16 with a note from their mum? 18?

cory · 31/10/2012 09:26

I like this:

OneMoreChap Wed 31-Oct-12 08:40:22

"I'd say "We should be OK about them behaving within societal norms," "

yyy!

I have a 12yo of my own and it is a time which needs sensitive handling. They have a lot of growing up to do in a short time and you need to give them the space to do it in.

A changing room full of hairy men and their dangling appendages may seem an alien place, to me, but he's not me: he's somebody who is going to be one of those men! A male environment shoudn't seem strange or scary to him. He needs basic self preservation skills, of course, but he'll need those anyway for going round the shops or being around the older boys in secondary school. What he doesn't need is the idea that being around other men is intrinsically dangerous.

DameEnidsOrange · 31/10/2012 09:53

DayShiftDoris

"we should be ok about them getting naked in front of a stranger??"

worse than

we should be ok about girls and women getting naked in front of a stranger of the opposite sex?

ICBINEG · 31/10/2012 10:29

onemorechap I meant that if boys are banned from seeing naked female bodies then the only place they will see them is in pornography. Not that we will force them to be thinking about sex every time they see a naked female body...although part of my point is that if you only ever see naked women in porn mags then surely the association is much stronger than if you see naked women all the time in a day to day non-sexualized context....

Anyway our CURRENT societal norms certainly suggest that 11 year old boys shouldn't get changed in the womens changing rooms but our FUTURE more enlightened societal norms will almost certainly involve not treating the sight of naked members of the opposite sex as some sort of taboo....because it is at the end of the day totally ridiculous to be ashamed of having a body, or worried that people will see it.

cory · 31/10/2012 10:42

ICVBINEG, I grew up in Sweden where societal norms about naked bodies were considerably more relaxed than in this country and there was no semi-porn in national newspapers. Even so, we had separate changing rooms in junior school because the girls did not like to show their changing bodies to the opposite sex, and even so the boys did their best to peer under cubicles and through high windows. Societal norms are one thing and 11yo boys a totally different things.

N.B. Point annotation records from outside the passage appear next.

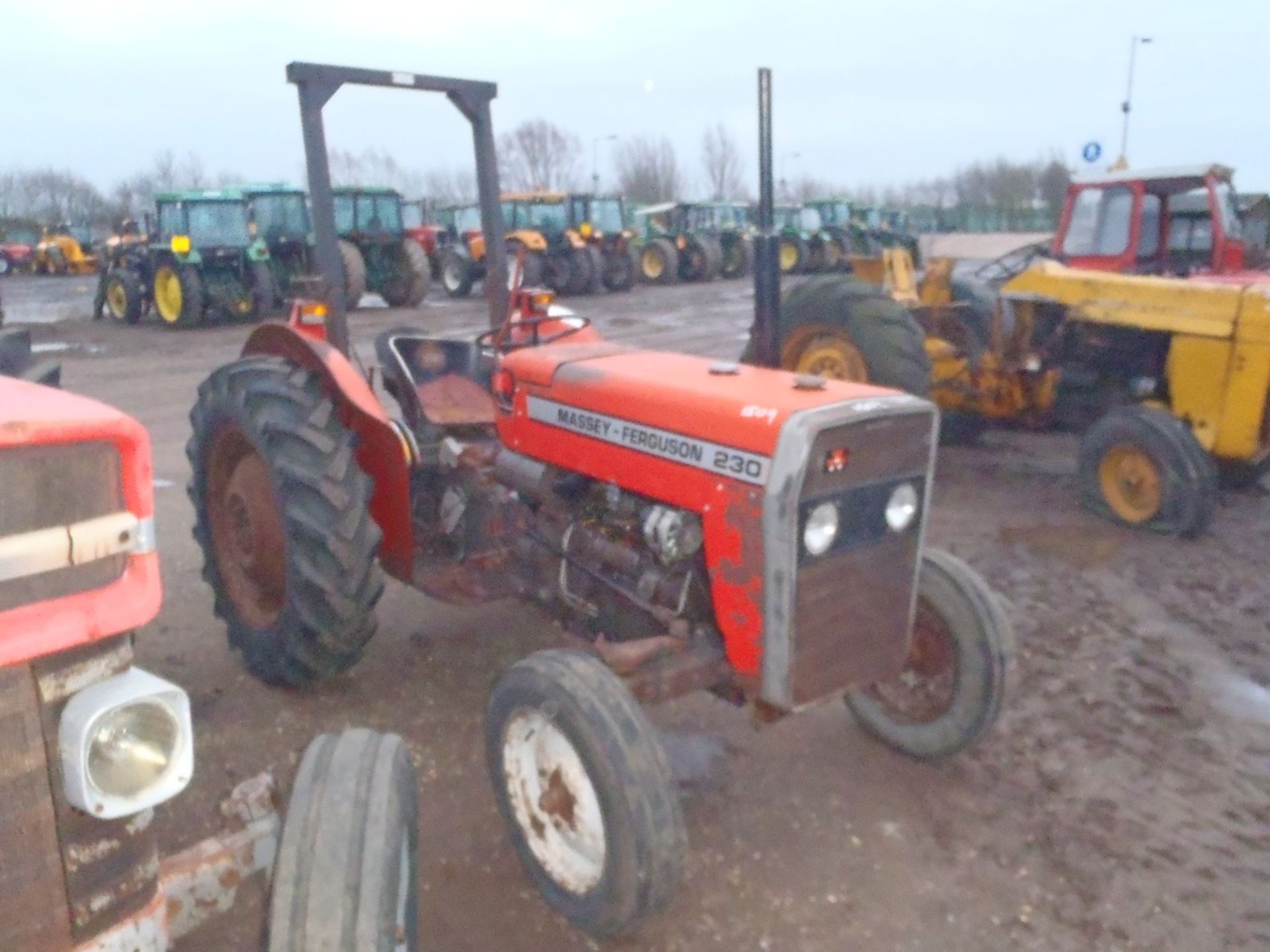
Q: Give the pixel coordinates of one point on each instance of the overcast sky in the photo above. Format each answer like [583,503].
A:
[865,93]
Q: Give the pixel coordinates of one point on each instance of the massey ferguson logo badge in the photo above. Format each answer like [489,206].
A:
[712,457]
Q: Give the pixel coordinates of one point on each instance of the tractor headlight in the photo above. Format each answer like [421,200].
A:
[902,507]
[126,744]
[821,528]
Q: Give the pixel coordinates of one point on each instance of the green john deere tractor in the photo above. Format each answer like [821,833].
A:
[679,243]
[378,254]
[280,215]
[202,262]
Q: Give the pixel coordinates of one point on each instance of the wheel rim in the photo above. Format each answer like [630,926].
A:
[117,300]
[169,298]
[1130,484]
[833,357]
[554,801]
[248,539]
[926,687]
[652,264]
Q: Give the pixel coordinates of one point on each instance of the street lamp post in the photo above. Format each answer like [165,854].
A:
[1127,106]
[595,160]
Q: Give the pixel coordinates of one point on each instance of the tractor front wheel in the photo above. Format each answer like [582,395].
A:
[281,512]
[178,295]
[586,790]
[1143,467]
[952,686]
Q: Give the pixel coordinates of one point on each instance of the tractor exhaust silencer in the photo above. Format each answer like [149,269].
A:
[767,273]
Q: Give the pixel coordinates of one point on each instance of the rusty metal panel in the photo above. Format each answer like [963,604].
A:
[111,867]
[33,914]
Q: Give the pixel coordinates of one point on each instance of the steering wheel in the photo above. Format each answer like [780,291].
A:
[487,340]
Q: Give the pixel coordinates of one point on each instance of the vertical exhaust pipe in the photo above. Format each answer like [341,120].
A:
[767,272]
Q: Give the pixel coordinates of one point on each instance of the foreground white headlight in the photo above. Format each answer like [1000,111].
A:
[902,507]
[126,744]
[821,528]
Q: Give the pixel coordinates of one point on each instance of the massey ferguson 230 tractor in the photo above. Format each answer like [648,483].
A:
[697,524]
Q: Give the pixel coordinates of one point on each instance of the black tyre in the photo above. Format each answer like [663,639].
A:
[792,254]
[412,274]
[177,292]
[124,296]
[659,262]
[1143,467]
[586,791]
[18,360]
[456,272]
[281,512]
[955,681]
[847,329]
[620,268]
[355,273]
[346,876]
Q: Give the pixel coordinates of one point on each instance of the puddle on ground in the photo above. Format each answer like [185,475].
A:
[1075,545]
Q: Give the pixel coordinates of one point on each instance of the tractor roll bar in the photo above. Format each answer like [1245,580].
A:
[767,272]
[317,84]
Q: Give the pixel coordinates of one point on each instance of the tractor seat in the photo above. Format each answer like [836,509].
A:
[437,382]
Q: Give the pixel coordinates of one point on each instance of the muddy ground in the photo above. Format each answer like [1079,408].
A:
[1122,804]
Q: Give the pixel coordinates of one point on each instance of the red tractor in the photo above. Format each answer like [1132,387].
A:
[697,524]
[91,744]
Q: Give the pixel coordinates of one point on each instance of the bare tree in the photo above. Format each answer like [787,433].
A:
[539,155]
[648,171]
[722,160]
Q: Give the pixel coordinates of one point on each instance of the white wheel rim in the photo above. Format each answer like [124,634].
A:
[556,803]
[404,887]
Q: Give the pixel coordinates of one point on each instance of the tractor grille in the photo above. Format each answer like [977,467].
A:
[55,485]
[842,619]
[66,876]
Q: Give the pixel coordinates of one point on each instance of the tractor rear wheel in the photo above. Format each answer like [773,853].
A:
[355,273]
[456,273]
[124,296]
[178,295]
[346,876]
[842,328]
[659,262]
[952,686]
[792,254]
[411,276]
[281,512]
[586,790]
[620,266]
[1143,467]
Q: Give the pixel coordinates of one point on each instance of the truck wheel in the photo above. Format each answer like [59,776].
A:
[281,512]
[792,254]
[842,328]
[586,791]
[619,272]
[346,877]
[411,277]
[124,296]
[178,295]
[1143,467]
[659,262]
[952,684]
[456,273]
[355,273]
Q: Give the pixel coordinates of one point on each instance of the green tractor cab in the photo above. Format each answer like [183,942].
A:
[202,262]
[280,215]
[679,243]
[378,254]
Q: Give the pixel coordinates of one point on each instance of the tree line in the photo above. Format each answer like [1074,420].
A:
[540,155]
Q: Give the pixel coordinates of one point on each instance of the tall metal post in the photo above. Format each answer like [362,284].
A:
[767,272]
[313,97]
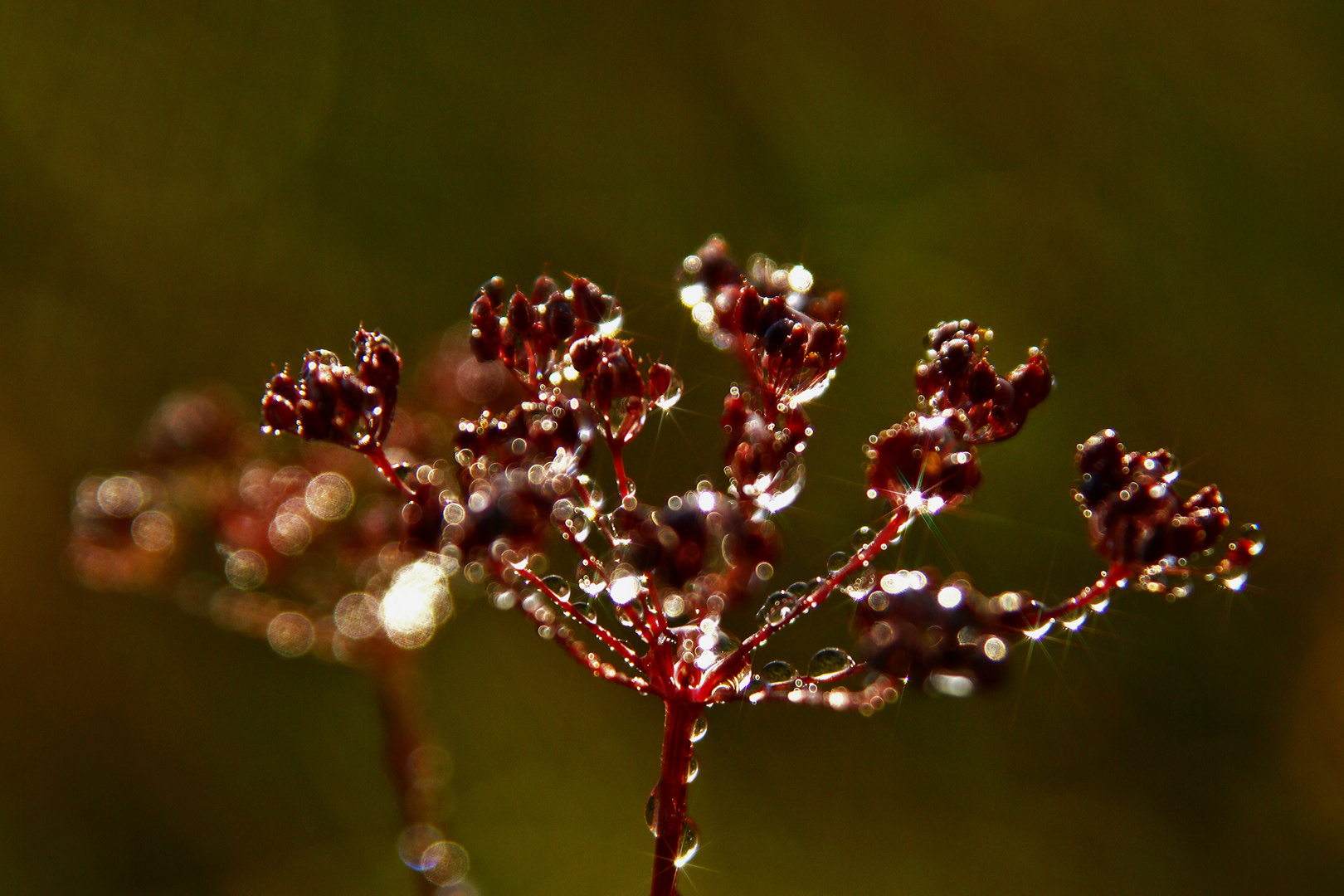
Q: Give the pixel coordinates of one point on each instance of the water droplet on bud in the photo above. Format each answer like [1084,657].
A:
[1254,539]
[828,661]
[672,395]
[558,586]
[689,845]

You can change a lot of things through a different societal climate but you cannot change the basic fact that puberty is an exciting and disturbing thing for young boys- hormones don't disappear if you ban porn. And if something makes young girls feel uncomfortable they have a right to have that respected- how else are you going to teach them to keep safe from exploitation?

cory · 31/10/2012 10:43

I am as anxious as the next person that my 12yo should grow up with a healthy attitude to the human body but I will not have his female school-friends used as teaching aids. They are people in their own right and have a right to have their feelings respected.

OneMoreChap · 31/10/2012 10:44

ICBINEG
I meant that if boys are banned from seeing naked female bodies then the only place they will see them is in pornography.

Hmm. Google "naked female body" and you'll see stock photos, are they pornographic? Art galleries, museums, educational videos. Do kids still play "doctors and nurses"?

Whatever the answers, allowing your 11 year old male child to see other naked women without their permission is completely inappropriate.